Facebook CEO Mark Zuckerberg lauded the virtues of socialism during a recent meeting with Lu Wei, the czar of China’s draconian Internet censorship system.
Having previously met with State Department official Catherine Novelli, who urged the two countries to “work together as friends” on web security, Wei paid a visit to Facebook’s SIlicon Valley offices despite the fact that the social networking website is completely banned in China.
During the meeting, Wei discovered a book written by Chinese President Xi Jinping called “The Governance of China” sitting on Zuckerberg’s office desk, leading Zuckerberg to comment, “I’ve bought this book for my co-workers. I want them to understand socialism with Chinese characteristics.”
“The sight of Xi’s book on a tech tycoon’s table has been taken as hypocritical and absurd by many observers – the government Xi leads has one of the most restrictive Internet policies in the entire world and Facebook itself is banned in the country. Zuckerberg’s promoting of the book struck many as kow-towing,” reports the Washington Post.
Prominent Chinese dissident Hu Jia accused Zuckerberg of having an understanding of Chinese politics akin to a 3-year-old, while users of China’s social media site Weibo portrayed the Facebook CEO as a Mao-era Red Guard clutching Xi’s book.

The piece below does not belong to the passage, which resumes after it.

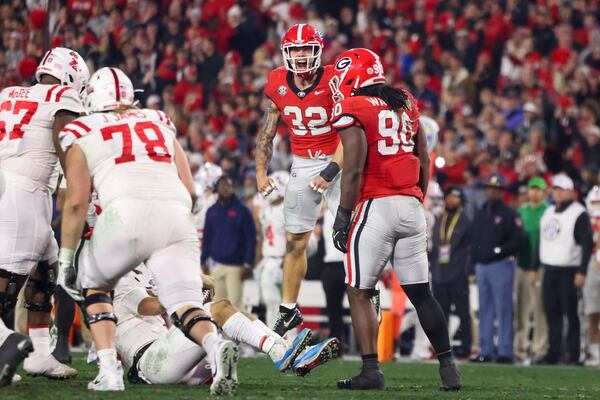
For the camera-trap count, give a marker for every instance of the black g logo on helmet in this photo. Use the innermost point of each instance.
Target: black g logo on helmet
(343, 64)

— Bridget O'Donnell (@bridgers) December 8, 2014
Given that Facebook is the second biggest website in the world after Google, the fact that Zuckerberg is palling around with the head of a formidable censorship program that routinely silences and intimidates government critics is disconcerting to say the least, especially amidst efforts by the Obama administration, which has received Facebook support in the past, to reclassify the web as a utility, bringing it under Title II of the Telecommunications Act and greasing the skids for FCC control.

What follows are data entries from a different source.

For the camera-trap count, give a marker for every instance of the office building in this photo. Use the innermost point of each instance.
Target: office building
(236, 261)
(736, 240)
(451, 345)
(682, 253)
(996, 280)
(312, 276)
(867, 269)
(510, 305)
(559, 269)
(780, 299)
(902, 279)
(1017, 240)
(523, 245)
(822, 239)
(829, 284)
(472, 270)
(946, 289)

Under Wei’s control, blocks on foreign websites in China have increased, while regulations on social media were tightened to make web users who posted content critical of the state legally responsible for any content which receives over 500 shares should it be deemed a “false rumor” by authorities.
Those who flouted Wei’s order to keep posts about government conduct “positive” had their accounts shut down and some were even detained by police.
China routinely censors the Internet and cuts off access in order to hide evidence of government corruption and to cover up atrocities committed by the state, a process that Wei has personally overseen since 2011.